Hegesias followed Aristippus in considering pleasure as the goal of life; but, the view which he took of human life was more pessimistic. Happiness, he said, could not be the goal of life, because it is not attainable, and therefore concluded that the wise person's only goal should be to become free from pain and sorrow. Since, too, every person is self-sufficient, all external goods were rejected as not being true sources of pleasure.
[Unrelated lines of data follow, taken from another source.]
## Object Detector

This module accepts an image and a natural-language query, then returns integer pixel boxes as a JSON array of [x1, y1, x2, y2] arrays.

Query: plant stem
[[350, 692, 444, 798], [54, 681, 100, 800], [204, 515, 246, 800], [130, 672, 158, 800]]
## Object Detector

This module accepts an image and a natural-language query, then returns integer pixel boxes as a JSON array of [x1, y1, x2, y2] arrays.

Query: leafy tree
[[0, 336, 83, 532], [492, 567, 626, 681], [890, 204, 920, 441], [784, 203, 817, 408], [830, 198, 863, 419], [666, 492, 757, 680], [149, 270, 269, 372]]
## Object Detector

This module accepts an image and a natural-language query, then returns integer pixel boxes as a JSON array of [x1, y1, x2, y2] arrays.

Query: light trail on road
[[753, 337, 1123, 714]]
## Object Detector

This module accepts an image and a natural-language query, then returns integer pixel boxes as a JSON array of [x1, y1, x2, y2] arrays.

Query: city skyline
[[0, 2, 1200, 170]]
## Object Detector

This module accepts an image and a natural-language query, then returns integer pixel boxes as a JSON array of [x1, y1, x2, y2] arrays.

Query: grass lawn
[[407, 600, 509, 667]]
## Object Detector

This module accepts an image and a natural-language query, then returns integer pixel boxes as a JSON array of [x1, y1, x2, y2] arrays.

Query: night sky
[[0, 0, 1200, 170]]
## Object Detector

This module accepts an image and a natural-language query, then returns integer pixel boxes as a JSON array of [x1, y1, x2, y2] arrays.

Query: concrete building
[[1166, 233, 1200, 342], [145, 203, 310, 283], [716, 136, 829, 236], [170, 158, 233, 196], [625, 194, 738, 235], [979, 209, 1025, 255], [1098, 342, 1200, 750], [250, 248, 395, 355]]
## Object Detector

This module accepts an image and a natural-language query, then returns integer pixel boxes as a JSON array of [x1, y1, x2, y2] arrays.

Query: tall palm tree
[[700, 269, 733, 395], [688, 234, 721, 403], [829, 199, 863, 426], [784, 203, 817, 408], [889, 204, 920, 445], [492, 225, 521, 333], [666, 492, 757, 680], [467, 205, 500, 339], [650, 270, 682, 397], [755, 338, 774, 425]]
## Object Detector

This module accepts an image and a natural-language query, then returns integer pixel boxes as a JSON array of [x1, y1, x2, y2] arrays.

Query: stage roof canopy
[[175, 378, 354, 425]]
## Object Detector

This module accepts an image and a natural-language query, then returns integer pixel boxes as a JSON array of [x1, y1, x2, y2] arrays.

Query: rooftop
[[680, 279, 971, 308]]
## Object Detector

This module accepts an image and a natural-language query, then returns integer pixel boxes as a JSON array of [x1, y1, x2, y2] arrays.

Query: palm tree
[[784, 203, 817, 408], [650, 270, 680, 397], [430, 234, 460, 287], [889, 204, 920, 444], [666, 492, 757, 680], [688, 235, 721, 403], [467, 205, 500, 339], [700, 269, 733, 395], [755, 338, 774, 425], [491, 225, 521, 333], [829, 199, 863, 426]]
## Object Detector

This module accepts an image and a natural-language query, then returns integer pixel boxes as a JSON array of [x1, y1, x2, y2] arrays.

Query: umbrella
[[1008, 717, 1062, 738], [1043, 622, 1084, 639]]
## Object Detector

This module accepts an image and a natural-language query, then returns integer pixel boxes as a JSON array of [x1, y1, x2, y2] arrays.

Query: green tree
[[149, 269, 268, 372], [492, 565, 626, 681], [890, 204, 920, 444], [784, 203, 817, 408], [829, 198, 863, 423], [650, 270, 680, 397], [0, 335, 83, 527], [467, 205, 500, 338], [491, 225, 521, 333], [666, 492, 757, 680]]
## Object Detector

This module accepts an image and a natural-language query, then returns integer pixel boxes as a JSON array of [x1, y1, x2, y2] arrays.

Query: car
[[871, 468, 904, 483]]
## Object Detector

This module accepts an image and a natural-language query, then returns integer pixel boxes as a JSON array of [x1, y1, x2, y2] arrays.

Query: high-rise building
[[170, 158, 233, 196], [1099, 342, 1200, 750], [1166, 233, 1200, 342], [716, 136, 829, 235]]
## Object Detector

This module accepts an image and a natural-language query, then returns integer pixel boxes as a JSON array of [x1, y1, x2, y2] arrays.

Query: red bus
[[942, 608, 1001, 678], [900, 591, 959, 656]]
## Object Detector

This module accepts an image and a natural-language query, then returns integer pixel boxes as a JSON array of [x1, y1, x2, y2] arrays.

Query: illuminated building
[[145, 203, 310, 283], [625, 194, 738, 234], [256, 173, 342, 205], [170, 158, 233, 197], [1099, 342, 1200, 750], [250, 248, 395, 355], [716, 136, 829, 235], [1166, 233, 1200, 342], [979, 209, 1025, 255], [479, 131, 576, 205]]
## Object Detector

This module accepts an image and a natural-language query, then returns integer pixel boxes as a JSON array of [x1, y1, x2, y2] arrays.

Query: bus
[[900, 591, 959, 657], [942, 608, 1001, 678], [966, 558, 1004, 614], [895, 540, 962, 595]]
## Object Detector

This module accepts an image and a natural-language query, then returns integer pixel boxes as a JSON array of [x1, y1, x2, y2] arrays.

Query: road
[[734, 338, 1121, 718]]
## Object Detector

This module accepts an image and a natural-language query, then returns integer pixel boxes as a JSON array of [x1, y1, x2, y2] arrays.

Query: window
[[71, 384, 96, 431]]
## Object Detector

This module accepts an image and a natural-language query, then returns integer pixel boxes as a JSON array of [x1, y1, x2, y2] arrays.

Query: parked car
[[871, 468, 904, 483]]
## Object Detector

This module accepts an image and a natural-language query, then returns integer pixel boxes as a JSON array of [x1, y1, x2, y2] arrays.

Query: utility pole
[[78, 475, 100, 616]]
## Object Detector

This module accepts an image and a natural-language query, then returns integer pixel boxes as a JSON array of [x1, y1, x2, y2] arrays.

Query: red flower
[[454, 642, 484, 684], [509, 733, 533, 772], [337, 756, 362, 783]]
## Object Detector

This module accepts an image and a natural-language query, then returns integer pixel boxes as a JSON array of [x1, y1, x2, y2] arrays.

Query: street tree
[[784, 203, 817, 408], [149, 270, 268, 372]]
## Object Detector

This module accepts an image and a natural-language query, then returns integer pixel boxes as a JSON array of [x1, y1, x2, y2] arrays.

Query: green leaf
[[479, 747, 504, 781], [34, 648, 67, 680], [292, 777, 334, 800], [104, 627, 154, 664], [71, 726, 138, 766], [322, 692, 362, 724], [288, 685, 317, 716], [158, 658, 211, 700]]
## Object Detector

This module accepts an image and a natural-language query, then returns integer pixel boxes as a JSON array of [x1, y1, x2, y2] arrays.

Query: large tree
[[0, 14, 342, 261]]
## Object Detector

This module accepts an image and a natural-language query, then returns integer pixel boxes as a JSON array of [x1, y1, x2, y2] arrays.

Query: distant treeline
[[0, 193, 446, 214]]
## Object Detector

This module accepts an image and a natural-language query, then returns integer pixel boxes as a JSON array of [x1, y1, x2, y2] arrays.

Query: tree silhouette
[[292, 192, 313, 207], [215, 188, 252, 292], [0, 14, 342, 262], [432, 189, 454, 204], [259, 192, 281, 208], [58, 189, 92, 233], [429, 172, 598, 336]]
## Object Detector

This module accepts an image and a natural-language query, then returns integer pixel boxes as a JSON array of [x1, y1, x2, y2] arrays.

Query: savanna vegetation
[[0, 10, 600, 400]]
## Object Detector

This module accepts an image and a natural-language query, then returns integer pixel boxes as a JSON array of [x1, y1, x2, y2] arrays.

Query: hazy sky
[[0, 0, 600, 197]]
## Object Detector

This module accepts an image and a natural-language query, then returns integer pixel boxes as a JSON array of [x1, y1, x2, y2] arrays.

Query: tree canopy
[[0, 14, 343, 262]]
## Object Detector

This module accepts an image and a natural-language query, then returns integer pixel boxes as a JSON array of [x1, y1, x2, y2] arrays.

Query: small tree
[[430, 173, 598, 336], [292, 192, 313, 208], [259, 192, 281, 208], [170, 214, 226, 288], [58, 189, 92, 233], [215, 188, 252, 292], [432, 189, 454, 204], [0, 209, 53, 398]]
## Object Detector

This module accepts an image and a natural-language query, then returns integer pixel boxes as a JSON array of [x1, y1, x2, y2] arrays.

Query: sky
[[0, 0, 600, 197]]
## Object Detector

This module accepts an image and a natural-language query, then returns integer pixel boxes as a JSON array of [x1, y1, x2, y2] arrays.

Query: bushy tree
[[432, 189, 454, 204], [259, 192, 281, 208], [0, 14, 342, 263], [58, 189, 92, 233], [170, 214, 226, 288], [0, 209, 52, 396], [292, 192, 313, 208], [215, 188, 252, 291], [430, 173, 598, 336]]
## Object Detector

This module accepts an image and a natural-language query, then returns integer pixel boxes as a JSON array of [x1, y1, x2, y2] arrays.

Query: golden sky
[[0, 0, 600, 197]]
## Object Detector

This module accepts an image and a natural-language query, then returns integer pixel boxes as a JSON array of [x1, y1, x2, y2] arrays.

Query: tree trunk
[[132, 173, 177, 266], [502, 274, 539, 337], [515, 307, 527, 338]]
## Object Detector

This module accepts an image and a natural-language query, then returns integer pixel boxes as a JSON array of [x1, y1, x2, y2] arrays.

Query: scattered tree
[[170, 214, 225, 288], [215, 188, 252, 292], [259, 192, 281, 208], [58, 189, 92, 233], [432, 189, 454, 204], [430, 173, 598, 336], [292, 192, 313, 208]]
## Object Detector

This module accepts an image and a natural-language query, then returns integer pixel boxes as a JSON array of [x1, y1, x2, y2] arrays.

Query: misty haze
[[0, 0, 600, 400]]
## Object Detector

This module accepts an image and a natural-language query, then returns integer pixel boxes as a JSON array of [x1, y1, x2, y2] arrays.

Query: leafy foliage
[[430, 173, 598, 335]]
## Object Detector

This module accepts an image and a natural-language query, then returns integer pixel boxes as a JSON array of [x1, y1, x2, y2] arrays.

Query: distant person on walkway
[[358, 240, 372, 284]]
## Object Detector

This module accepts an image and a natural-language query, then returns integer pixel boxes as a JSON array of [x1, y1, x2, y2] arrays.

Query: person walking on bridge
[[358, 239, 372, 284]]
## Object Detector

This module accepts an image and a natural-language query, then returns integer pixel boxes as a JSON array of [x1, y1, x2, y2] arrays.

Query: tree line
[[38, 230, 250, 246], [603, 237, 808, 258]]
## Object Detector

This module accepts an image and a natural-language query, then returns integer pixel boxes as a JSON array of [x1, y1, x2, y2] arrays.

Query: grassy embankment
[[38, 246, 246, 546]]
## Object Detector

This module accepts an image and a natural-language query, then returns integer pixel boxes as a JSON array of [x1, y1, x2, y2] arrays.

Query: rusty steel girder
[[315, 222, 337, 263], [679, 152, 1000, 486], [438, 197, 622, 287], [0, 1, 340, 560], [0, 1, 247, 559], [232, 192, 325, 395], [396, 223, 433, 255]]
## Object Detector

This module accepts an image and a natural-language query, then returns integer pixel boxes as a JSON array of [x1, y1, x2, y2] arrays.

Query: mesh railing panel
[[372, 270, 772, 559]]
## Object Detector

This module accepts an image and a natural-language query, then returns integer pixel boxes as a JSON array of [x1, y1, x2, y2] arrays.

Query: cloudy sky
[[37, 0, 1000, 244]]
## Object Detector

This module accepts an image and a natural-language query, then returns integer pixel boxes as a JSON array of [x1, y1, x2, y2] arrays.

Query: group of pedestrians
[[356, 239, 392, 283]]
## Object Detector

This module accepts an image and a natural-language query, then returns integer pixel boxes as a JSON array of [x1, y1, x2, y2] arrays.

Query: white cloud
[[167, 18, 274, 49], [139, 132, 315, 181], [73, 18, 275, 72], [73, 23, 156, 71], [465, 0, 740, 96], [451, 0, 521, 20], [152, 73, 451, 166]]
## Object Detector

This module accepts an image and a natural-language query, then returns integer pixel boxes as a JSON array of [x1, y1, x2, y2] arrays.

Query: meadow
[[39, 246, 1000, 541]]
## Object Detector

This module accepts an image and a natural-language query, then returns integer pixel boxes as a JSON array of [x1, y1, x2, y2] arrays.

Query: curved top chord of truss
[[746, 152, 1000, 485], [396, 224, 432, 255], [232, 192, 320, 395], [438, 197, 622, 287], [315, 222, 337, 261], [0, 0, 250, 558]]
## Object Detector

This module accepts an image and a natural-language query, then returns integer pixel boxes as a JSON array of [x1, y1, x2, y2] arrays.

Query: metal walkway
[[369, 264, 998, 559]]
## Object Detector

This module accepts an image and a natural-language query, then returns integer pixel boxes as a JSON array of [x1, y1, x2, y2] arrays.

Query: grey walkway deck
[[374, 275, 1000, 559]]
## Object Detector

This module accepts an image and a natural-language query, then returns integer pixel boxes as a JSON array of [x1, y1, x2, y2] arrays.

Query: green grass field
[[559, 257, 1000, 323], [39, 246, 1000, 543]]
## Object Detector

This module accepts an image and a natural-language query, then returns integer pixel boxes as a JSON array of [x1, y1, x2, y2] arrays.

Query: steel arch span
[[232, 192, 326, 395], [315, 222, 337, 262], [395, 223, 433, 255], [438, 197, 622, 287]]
Complete happiness cannot possibly exist; for that the body is full of many sensations, and that the mind sympathizes with the body, and is troubled when that is troubled, and also that fortune prevents many things which we cherished in anticipation; so that for all these reasons, perfect happiness eludes our grasp. Moreover, that both life and death are desirable. They also say that there is nothing naturally pleasant or unpleasant, but that owing to want, or rarity, or satiety, some people are pleased and some vexed; and that wealth and poverty have no influence at all on pleasure, for that rich people are not affected by pleasure in a different manner from poor people. In the same way they say that slavery and freedom are things indifferent, if measured by the standard of pleasure, and nobility and baseness of birth, and glory and infamy. They add that, for the foolish person it is expedient to live, but to the wise person it is a matter of indifference; and that the wise person will do everything for his own sake; for that he will not consider any one else of equal importance with himself; and he will see that if he were to obtain ever such great advantages from any one else, they would not be equal to what he could himself bestow.